Let $X$ be a subcomplex of a CW-complex $Y$. Is $(Y/X)^{\wedge k}$ homotopy equivalent to $Y^{\wedge k}/X^{\wedge k}$, where $\wedge k$ is the $k$-fold smash product? I know it is not true for products but am having a hard time visualizing for smash products.

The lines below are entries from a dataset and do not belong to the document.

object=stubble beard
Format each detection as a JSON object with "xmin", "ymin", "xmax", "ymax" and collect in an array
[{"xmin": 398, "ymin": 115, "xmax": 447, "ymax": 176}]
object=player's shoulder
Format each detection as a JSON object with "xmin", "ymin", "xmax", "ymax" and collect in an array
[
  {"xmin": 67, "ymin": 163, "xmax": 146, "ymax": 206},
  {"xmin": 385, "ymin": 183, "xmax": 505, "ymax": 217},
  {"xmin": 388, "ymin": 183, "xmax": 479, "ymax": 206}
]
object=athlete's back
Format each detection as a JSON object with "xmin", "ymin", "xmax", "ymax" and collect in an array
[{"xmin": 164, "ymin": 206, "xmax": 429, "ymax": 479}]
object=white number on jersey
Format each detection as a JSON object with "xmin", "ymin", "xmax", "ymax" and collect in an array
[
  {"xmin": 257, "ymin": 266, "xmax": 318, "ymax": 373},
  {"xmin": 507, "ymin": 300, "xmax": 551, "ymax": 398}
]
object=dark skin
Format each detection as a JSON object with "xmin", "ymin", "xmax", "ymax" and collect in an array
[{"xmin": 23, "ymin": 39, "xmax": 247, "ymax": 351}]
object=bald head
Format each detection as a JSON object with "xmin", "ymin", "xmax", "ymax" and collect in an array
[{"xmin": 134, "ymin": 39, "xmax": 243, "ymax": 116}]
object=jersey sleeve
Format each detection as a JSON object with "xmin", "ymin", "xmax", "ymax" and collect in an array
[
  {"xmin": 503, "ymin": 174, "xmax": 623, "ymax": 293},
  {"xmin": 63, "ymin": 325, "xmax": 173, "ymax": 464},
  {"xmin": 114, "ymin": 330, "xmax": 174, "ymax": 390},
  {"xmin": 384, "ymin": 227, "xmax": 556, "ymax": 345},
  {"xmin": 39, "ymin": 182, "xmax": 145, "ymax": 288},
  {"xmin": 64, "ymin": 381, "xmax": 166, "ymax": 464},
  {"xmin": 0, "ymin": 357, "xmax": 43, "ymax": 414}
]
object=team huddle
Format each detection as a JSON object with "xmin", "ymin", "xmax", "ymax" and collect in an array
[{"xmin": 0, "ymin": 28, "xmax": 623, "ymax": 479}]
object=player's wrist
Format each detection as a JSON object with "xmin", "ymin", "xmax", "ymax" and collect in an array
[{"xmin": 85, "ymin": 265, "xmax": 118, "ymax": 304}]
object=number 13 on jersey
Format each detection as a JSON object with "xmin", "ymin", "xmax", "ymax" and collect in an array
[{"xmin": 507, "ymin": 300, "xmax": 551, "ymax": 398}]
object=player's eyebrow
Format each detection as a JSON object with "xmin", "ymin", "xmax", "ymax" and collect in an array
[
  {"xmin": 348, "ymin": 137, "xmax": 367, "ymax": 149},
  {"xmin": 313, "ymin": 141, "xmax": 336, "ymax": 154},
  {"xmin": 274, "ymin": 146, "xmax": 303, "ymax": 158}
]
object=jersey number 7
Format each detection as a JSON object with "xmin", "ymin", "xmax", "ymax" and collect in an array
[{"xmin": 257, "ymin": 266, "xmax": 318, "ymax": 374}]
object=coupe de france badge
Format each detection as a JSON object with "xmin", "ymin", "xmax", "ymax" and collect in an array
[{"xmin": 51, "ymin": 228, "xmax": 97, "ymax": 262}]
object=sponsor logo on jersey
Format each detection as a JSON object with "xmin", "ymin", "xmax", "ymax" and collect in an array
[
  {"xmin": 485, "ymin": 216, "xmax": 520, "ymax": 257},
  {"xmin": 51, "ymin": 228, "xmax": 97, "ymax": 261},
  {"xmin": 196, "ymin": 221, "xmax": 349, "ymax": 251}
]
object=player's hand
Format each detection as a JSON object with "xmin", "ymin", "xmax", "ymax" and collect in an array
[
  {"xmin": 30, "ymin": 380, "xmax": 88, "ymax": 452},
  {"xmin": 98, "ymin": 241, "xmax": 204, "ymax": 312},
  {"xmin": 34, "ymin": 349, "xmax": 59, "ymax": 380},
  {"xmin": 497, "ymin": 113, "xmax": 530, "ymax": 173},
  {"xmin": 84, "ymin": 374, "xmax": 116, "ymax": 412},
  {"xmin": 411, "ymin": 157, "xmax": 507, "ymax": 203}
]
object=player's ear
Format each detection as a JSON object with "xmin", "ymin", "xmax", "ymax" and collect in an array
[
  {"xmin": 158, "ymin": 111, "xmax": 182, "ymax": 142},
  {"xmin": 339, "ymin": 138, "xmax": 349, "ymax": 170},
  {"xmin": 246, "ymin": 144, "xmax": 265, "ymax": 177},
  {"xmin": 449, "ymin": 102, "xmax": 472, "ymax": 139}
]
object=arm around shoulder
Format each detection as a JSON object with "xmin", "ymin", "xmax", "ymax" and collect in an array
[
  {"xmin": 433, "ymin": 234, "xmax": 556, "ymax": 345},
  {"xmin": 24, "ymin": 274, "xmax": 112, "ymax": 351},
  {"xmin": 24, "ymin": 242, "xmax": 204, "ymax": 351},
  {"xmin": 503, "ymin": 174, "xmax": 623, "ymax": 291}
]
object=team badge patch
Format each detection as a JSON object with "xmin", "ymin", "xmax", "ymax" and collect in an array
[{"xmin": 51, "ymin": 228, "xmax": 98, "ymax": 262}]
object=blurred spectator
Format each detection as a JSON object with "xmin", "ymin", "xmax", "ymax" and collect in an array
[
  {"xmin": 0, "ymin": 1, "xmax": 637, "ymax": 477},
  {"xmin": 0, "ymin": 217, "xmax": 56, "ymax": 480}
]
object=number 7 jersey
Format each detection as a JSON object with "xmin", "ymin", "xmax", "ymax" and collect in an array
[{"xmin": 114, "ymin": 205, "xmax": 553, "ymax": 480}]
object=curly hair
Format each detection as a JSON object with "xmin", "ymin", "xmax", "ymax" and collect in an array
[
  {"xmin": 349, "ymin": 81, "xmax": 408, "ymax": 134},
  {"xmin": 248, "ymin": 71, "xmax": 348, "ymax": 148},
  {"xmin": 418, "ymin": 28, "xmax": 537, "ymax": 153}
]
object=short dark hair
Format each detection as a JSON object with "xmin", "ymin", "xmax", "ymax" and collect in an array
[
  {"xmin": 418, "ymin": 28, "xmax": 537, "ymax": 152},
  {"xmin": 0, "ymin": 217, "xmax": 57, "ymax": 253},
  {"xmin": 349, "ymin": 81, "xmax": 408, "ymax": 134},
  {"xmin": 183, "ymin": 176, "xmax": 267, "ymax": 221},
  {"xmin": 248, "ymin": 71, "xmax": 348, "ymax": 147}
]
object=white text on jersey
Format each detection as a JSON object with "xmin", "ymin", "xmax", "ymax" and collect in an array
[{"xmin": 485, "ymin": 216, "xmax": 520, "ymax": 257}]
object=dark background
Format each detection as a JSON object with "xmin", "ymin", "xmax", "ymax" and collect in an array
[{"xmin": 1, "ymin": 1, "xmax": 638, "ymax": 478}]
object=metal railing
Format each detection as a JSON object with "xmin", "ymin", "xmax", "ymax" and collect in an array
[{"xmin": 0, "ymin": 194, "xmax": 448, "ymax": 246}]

• $Y = \{\ast,1,2\}$, $X = \{\ast,1\}$, $k=2$. – Tyler Lawson Aug 26 '10 at 21:06
• I too find smash products hard to visualize, but tyler's example is great cus you can visualize it. Also, smash products will not behave like the ordinary product because they are not a categorical product. I believe the reason you get that commutativity is because the products satisfy a universal property. Also, once you start talking about smash products you will probably want to learn about cofibers and then ask the question. – Sean Tilson Aug 26 '10 at 21:26
• @Richard: Are you sure about the products? What happens if we have CW-complexes which are not locally compact? At least it works if we work in the category CGHaus. – Martin Brandenburg Oct 24 '10 at 23:14
• @Sean: Are you sure? I thought smash products were the product in the category of pointed spaces... since if we have pointed maps into X and Y we certainly get a pointed map into X smash Y, right? But I guess I haven't thought about uniqueness and continuity – Dylan Wilson Oct 25 '10 at 4:46
• @Dylan Wilson: products in pointed spaces are just Cartesian products $(X,x) \times (Y,y) = (X \times Y, (x,y))$. That obviously has the right universal property. The smash product is a nice monoidal structure basically because (working in a convenient category of spaces) it is left adjoint to forming pointed mapping spaces (so it is the "tensor product" corresponding to the "internal hom" in pointed spaces). – Omar Antolín-Camarena Mar 29 '12 at 22:47

The easiest way I know to say what is going on is to resort to looking at "products" of pairs: $$(X, A) \times (Y, B) = ( X\times Y , A\times Y \cup X\times B).$$ The point of this notation is that the functor $(X, A) \mapsto (X/A, *)$ carries $(X, A) \times (Y, B)$ to $X/A \wedge Y/B$. We can iterate this procedure, and I'll write $T^n(Y,X)$ for the subspace of $Y^n$ satisfying $$(Y, X)^n = ( Y^n, T^n(Y, X)).$$ Thus $(Y/X)^{\wedge n} = Y^n /T^n(Y,X)$.
You can easily check that $$T^n( Y, X) = \lbrace (y_1, \ldots, y_n) \mid y_i \in X\ \mbox{for at least one i}\rbrace.$$
On the other hand $Y^{\wedge n}/X^{\wedge n}$ is the quotient of $Y^n$ by the subspace $$T^n(Y,*) \cup X^n,$$ which is different (unless $X = *$).
$X\wedge X\subset (Y\wedge X)\cup (X\wedge Y)\subset Y\wedge Y$, with quotients $((Y/X)\wedge X)\vee (X\wedge (Y/X))$ and $(Y/X)\wedge (Y/X)$.